Sunday, April 28, 2013

Budget conferees gather with opposing mandates on prison closures, purchases

Earlier this month, Grits had reported, the Texas House approved a budget that rebuffed the Senate's decision to close two private prison units, deciding to keep them and purchase another, empty unit in Jones County that the state doesn't need. On Friday they made it official as representatives of the two chambers head into the conference committee, reported the Statesman's Mike Ward:
The Texas House on Friday voted to buy an unused West Texas prison for $19.5 million, brushing aside growing criticism that the state has 12,000 empty prison beds and is wasting taxpayers’ money.

The decision to leave intact funding for the 1,100-bed Jones County lockup is expected to set up a showdown with Senate leaders, who have openly criticized the House as engaging in pork barrel politics.
The House approved the purchase in House Bill 1025, a supplemental appropriations measure, by a 129-9 vote.

“We’ll look forward to a discussion with the Senate,” said House Appropriations Committee Chairman Jim Pitts, R-Waxahachie. “This is just putting it out there for discussion. This is not the final version of the bill.”
From the story, it sounds like Rep. Sylvester Turner, who's on the conference committee, isn't a fan of the Jones County unit, and Chairman Pitts is open to omitting excess capacity from the "final version." If Senate conferees stick to their guns - and with John Whitmire among conferees, you'd expect them to - there's a decent, bettor's chance Texas may end up closing units this time instead of pointlessly expanding capacity, as the House has suggested. Here are the lists of House and Senate budget conferees, respectively:
  • House: Pitts, Crownover, Otto, S. Turner, Zerwas
  • Senate: Williams, Duncan, Hinojosa, Nelson, Whitmire
Surprising opposition has arisen in the House to closing the Dawson State Jail and the pre-parole facility in Mineral Wells, as the Senate has suggested.

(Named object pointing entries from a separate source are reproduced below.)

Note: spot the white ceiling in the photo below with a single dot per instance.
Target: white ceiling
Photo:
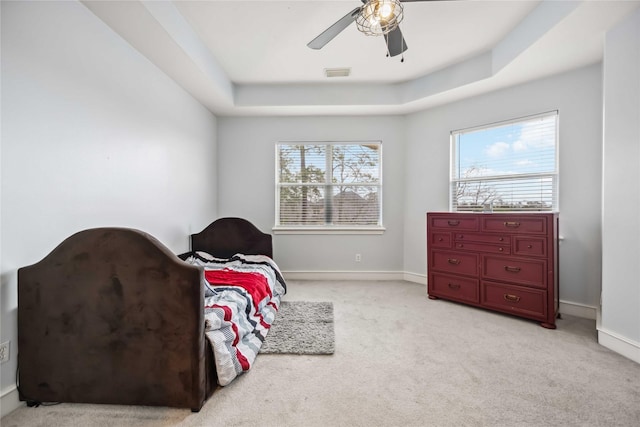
(251, 57)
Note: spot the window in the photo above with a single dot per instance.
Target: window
(508, 166)
(326, 186)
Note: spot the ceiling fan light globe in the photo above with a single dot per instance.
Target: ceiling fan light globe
(385, 10)
(379, 17)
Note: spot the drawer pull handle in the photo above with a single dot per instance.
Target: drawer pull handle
(511, 298)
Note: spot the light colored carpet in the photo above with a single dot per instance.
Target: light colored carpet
(301, 327)
(404, 360)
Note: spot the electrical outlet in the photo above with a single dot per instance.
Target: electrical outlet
(4, 352)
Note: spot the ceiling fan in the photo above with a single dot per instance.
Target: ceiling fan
(374, 18)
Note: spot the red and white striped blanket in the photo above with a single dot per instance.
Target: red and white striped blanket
(242, 296)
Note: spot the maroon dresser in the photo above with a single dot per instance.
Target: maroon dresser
(506, 262)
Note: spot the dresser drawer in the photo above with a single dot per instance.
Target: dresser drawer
(528, 272)
(460, 222)
(530, 246)
(441, 240)
(454, 262)
(483, 247)
(499, 239)
(453, 287)
(520, 225)
(514, 299)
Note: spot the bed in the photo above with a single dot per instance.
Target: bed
(111, 315)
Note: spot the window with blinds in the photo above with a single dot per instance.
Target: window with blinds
(328, 185)
(507, 166)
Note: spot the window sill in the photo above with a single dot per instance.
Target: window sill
(327, 230)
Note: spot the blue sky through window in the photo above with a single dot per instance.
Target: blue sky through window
(515, 148)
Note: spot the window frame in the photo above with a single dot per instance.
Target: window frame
(329, 228)
(552, 175)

Besides the obvious, pork-barrel reasons (Corrections Corporation of America runs both facilities and its champions don't want them shuttered), it's been suggested that the Dawson State Jail in particular services women from the Dallas area disproportionately. That's true to a small extent, but the Hutchins State Jail takes even more inmates from Dallas, presently operates under capacity and could take the extra Dallas inmates and gender-specific programming, if so-directed. The relatively minor, bureaucratic adjustments that would be required to manage the inmate population if Dawson were closed pales in comparison to the extra expense of keeping it open. The Senate essentially paid for a 5% prison guard pay hike by eliminating two private-prison contracts the state doesn't need. If those units stay open, as the House envisions, and the state buys another empty unit, the question for conferees becomes, "How does the state pay for wage increases for corrections staff, or do those just go away?" Root for the senate conferees to stand firm on this one and hope for the House side to give into the imperatives of reason and math.

MORE: In another story by Mike Ward on related subjects, he quotes Sen. John Whitmire succinctly summing up the conflict on prisons between the upper and lower chambers. “The people in the House who are for buying a prison we don’t need, and are for keeping two existing prisons open that we don’t need, are the same tea party, fiscal conservatives who campaigned for less government and cutting wasteful spending,” he said. “Everyone wants to cut government waste, but it’s very hard to shut down anything.”

AND MORE (4/29): Patti Hart reported that John Whimire is "irate" over the House's decision to purchase the Jones County facility, and I can understand why. That said, if Chairman Whitmire were "irate" nearly as often as the MSM portray him that way the poor man would surely have suffered a coronary by now. Still, the starting position of the House on prisons in the budget is certainly insensible and frustrating. Where are all the small-government budget cutters when you need them?